Well, if anyone really believes it's going to free fall, I'll buy your property now. I'll even be nice and we'll just do it for 10% under appraised value, instead of the 50% you think it's going to drop.

I agree there's going to be a correction, but the real correction isn't going to be until after the olympics. There are also several areas in the lower mainland where prices will continue to rise, and will be minimally impacted by a drop in the $700k condos in Vancouver.

patriotz said...

Care to point any any areas where prices continued to rise during the late 90's bear market or early 80's bust, Chris?

I don't think we really disagree about the timing, investah. I think that it's very likely that prices will start declining in 2008.

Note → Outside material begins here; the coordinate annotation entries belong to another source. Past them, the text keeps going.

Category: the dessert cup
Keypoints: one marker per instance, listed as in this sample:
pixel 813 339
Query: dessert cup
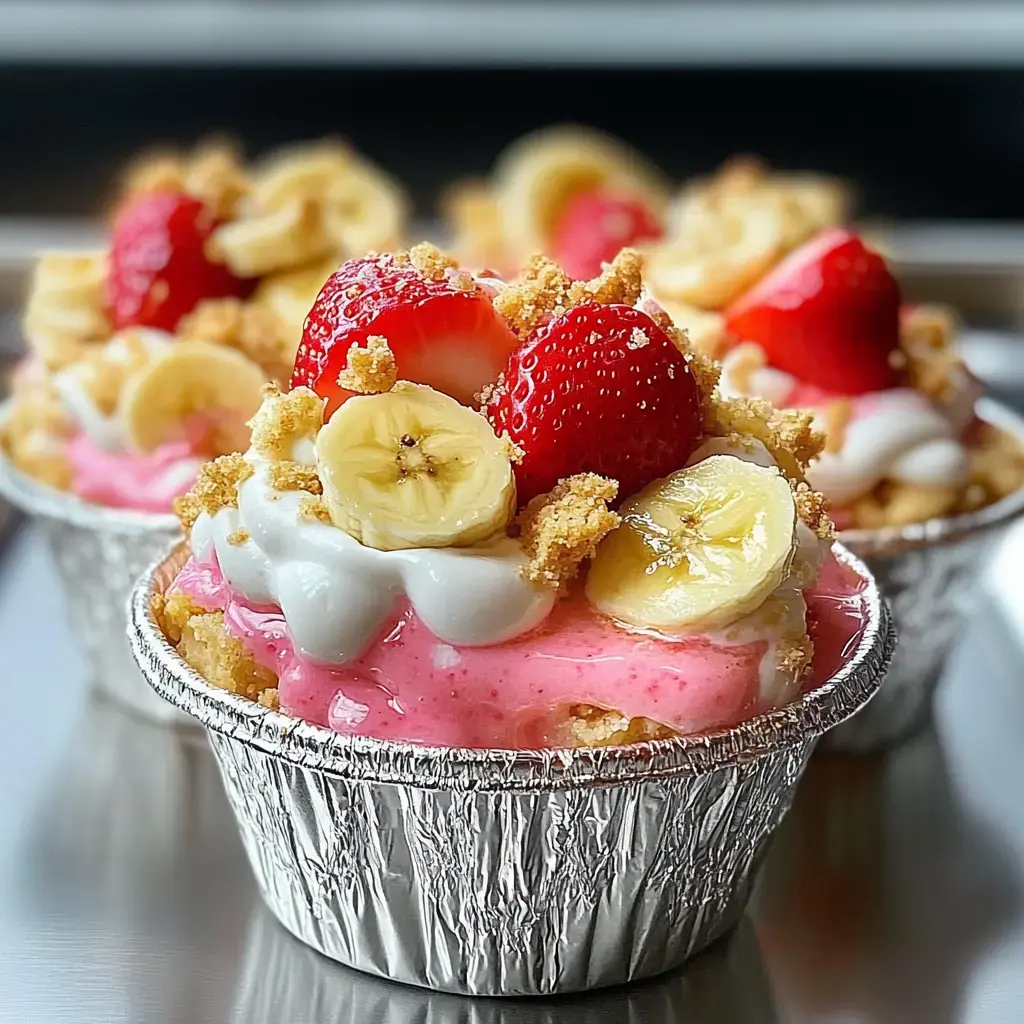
pixel 98 553
pixel 927 571
pixel 498 871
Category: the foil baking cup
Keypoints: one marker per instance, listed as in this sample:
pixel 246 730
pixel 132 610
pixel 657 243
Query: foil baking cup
pixel 506 872
pixel 282 980
pixel 98 553
pixel 928 573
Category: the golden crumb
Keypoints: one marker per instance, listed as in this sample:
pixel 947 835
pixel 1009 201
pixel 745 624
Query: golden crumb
pixel 214 176
pixel 620 281
pixel 838 414
pixel 591 726
pixel 812 507
pixel 285 419
pixel 221 658
pixel 513 452
pixel 252 329
pixel 269 698
pixel 787 433
pixel 540 292
pixel 290 475
pixel 372 369
pixel 563 527
pixel 215 487
pixel 430 261
pixel 313 507
pixel 793 654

But it's when the first YOY decline is announced that public sentiment will turn negative, the rush to the exits will begin, and the bust will truly be on. And that will be some time in 2009.

Chris said...

http://www.rbc.com/economics/market/pdf/house.pdf

Read page 3. Condos and townhomes will continue to be the most affordable, and will be less impacted, and take longer to feel, any downturn. Pitt Meadows will be one area that's going to see a very positive effect from the train and still shows good potential for growth in the right areas and demographics.

The REIN transportation effect report is pretty bang on (which was the original topic of Greg's the post).

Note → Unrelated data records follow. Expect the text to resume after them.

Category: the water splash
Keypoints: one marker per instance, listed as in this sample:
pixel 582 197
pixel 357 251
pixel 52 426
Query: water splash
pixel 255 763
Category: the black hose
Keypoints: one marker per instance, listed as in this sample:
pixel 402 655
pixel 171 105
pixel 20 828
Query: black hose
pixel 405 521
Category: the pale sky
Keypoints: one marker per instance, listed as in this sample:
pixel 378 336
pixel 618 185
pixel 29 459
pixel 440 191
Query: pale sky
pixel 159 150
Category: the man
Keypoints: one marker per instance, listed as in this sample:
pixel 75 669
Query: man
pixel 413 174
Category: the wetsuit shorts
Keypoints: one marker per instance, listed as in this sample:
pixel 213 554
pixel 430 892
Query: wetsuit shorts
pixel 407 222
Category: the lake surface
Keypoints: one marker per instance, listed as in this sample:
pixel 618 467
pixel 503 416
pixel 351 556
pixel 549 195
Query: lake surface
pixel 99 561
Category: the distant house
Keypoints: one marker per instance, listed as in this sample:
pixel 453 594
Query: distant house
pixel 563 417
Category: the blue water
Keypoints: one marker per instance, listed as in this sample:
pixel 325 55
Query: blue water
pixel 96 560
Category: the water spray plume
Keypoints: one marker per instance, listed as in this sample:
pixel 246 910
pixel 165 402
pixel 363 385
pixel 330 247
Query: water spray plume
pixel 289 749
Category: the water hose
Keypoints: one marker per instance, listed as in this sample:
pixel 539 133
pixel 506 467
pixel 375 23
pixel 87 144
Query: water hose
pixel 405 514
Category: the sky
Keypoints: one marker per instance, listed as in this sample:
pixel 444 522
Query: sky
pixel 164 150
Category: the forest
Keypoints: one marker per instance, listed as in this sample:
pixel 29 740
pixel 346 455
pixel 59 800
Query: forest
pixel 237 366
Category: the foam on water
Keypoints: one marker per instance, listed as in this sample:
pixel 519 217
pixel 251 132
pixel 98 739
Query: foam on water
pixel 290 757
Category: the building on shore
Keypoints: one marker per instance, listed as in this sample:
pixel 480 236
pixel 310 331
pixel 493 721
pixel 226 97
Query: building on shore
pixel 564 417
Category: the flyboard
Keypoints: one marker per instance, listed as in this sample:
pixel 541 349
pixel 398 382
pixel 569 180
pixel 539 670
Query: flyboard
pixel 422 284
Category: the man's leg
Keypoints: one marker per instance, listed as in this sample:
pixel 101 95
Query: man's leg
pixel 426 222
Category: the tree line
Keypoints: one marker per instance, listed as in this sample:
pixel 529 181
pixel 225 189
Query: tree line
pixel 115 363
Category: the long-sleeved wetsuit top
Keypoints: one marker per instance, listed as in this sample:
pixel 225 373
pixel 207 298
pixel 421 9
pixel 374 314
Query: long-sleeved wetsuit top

I'm not saying there can't be another 90's-like Vancouver bust, but it's a different ballgame today (and RBC points that out too). What I am saying is look at hard numbers from a variety of sources before predicting doom and market panic.

That said, I'm doing all my investing in Edmonton.

patriotz said...

I'm not saying there can't be another 90's-like Vancouver bust, but it's a different ballgame today

You bet it is. The US (and Vancouver) was experiencing the dot-com boom in the late 90's, but the US has now entered the biggest asset bust since the Great Depression.

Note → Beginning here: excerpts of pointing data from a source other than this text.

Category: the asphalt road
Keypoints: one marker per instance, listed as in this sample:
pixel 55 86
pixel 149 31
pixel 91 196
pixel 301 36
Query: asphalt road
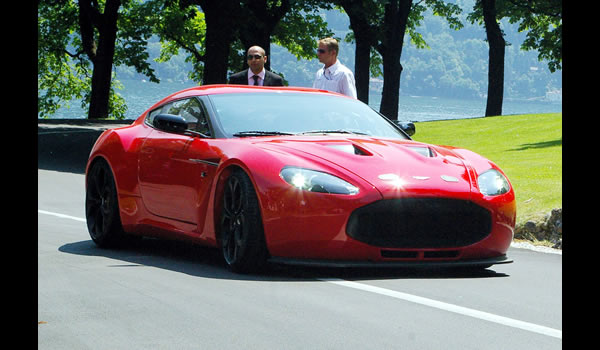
pixel 167 295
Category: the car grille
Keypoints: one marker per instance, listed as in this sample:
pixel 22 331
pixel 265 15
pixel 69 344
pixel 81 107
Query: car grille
pixel 420 223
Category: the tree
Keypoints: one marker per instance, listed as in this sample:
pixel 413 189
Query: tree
pixel 542 20
pixel 220 43
pixel 72 37
pixel 382 25
pixel 497 44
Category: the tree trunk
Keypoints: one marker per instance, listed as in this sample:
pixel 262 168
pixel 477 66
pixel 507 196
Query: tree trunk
pixel 220 26
pixel 102 55
pixel 258 24
pixel 394 23
pixel 496 59
pixel 364 36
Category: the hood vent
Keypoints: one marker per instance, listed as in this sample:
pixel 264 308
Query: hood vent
pixel 350 148
pixel 424 151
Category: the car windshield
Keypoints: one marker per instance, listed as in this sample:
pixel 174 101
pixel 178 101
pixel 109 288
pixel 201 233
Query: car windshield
pixel 282 113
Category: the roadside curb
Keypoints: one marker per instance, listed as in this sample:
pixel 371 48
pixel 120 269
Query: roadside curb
pixel 65 144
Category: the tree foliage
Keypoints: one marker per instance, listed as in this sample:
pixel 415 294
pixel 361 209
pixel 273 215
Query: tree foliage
pixel 71 49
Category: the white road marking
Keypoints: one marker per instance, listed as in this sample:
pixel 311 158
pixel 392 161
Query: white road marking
pixel 61 215
pixel 531 327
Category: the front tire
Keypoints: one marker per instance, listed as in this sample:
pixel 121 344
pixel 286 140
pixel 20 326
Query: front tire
pixel 102 207
pixel 241 230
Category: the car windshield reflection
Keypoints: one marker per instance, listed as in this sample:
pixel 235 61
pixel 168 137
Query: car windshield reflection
pixel 257 114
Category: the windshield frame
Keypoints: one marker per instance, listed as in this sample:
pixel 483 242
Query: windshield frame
pixel 349 110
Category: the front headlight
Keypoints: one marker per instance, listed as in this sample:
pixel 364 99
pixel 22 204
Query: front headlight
pixel 316 181
pixel 493 183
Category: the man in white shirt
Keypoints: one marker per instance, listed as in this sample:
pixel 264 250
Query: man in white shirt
pixel 334 76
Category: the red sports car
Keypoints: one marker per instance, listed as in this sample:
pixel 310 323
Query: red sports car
pixel 299 176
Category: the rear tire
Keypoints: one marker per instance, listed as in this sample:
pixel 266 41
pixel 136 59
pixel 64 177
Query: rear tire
pixel 102 207
pixel 241 230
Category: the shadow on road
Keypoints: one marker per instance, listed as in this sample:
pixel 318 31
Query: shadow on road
pixel 207 262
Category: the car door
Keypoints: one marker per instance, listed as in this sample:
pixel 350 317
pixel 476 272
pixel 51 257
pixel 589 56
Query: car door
pixel 175 169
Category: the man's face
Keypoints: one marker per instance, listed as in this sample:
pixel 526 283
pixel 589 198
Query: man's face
pixel 325 56
pixel 256 64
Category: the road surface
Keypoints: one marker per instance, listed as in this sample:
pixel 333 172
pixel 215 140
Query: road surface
pixel 168 295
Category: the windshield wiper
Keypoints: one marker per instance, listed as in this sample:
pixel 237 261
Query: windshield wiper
pixel 338 131
pixel 260 133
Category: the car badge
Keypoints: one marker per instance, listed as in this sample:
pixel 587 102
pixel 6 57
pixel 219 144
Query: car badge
pixel 449 178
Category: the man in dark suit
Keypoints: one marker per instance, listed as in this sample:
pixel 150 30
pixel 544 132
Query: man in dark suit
pixel 256 74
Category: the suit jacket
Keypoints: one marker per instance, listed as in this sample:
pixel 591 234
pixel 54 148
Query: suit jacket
pixel 271 79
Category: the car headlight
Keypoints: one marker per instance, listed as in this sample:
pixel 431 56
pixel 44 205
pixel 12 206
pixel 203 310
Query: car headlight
pixel 493 183
pixel 316 181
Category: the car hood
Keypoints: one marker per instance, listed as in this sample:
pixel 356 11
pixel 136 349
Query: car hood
pixel 394 167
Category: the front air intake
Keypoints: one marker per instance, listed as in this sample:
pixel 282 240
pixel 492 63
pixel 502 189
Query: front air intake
pixel 420 223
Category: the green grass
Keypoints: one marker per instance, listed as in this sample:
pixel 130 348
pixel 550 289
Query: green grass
pixel 528 148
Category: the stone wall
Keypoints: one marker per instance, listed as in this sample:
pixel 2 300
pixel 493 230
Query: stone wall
pixel 549 229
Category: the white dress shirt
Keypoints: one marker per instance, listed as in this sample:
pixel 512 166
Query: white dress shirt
pixel 336 78
pixel 261 78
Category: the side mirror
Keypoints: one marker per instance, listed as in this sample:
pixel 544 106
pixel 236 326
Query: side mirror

Appropriate point of comparison is with the early 80's. BC forest industry is already there. Next up: tourism, film making, etc.

Strataman said...

chris "Condos and townhomes will continue to be the most affordable, and will be less impacted, and take longer to feel, any downturn. " I would strongly disagree with this. I expect condos to be much harder hit then SFH. My reasoning is the majority of condo owners bought in panick mode (witness the lineups nosubject to's etc). Condos built in the last 5 years are ALL budget affairs and maintenance costs will skyrocket, expect +5% increases every year for eternity. Many were bought by partnerships of singles with less then a year of personal committment. Many depend on two full time salaries (the majority) and with the recession, in the US any benefit real or percieved from the Olympics will be totally wiped out this year. 220,000 construction workers will drop to 20,000 construction workers a year from now. Downtown condo's will be devastated...except for a minority of ultra high end units. If your unit/tower is not one block max from waterfront it's history. 2 blocks will be discount housing 1 bedrooms at 140K in 4 years, one bedrooms at 30% less next summer after a 20 % drop this summer. The olympics will cause the slowdown in drop (only 30%), without them it would easily be 40. So you see I agree the Olympics will prop up things a bit!

solipsist said...

That all sounds about right. I especially like strataman's outlook, but i think we will see more than a 30% hair cut.

Chris said...

Fair comments. We will see a drop in some Vancouver areas, but there are still some positive things going on.

I suppose it's easier to point out the potential drops than to find and invest in more positive trends.